Something I don't get. ST1 was to me always super-campy B-list action/horror schlock that you basically only watched to see bugs chomping people and people shooting bugs. Now though there are 'hindsight' reviews proclaiming Verhoeven to be a satirical genius disguising social commentary as, well, super-campy B-list action/horror schlock. And thus decrying the rest of the series as such, compared to the"brilliant satire" of the first.
What the foxtrot? Am I missing something, or are these reviewers kind of grasping at straws with rose-tinted 20/20 goggles on?
A little of column A, a little of column B. If you've ever read the original Heinlein novel, you'll quickly note that it's completely different in tone from the films. Verhoeven tried to read the book, but found its pro-military stance and the "service for citizenship" to be far too reminiscent of World War II Germany. (He grew up in The Hague, the seat of the German occupation of the Netherlands, during the war.) He was firmly into doing subtle satires of America by this point - both Robocop and Showgirls were meant to be digs at American hypocrisy - and in a very real way Starship Troopers completed a virtual trilogy. Those of us who remember just how
weird things got during the 1993 war with Iraq should be able to see his points, even if we disagree with them.

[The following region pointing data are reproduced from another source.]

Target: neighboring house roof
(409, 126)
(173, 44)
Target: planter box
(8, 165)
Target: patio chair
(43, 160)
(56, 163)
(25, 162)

Of course, Heinlein never meant his novel to be social commentary. He wrote it in response to cutbacks in military research, and the book is purely meant to show off the potential that technology could offer, with every infantryman in a nuke-wielding, armored battlesuit. Starship Troopers is widely considered the origin of the mecha genre, and to this day various militaries around the world have continued to try to reproduce his vision of powered armor. The rest of the novel - the social backgound - was meant to be the barest sketch of a world, one very different from his next major novel: the hippie classic Stranger in a Strange Land.
The use of fifty-year old novels and twenty-year old movies as social commentary on today strikes me as bemusing. It's roughly the equivalent of claiming that the Simpsons predicted basically everything that's happened over that show's multiple-decade run. But hey, it's easy to take an old science fiction movie and point to whatever the authors guessed correctly. Got to produce the content, after all.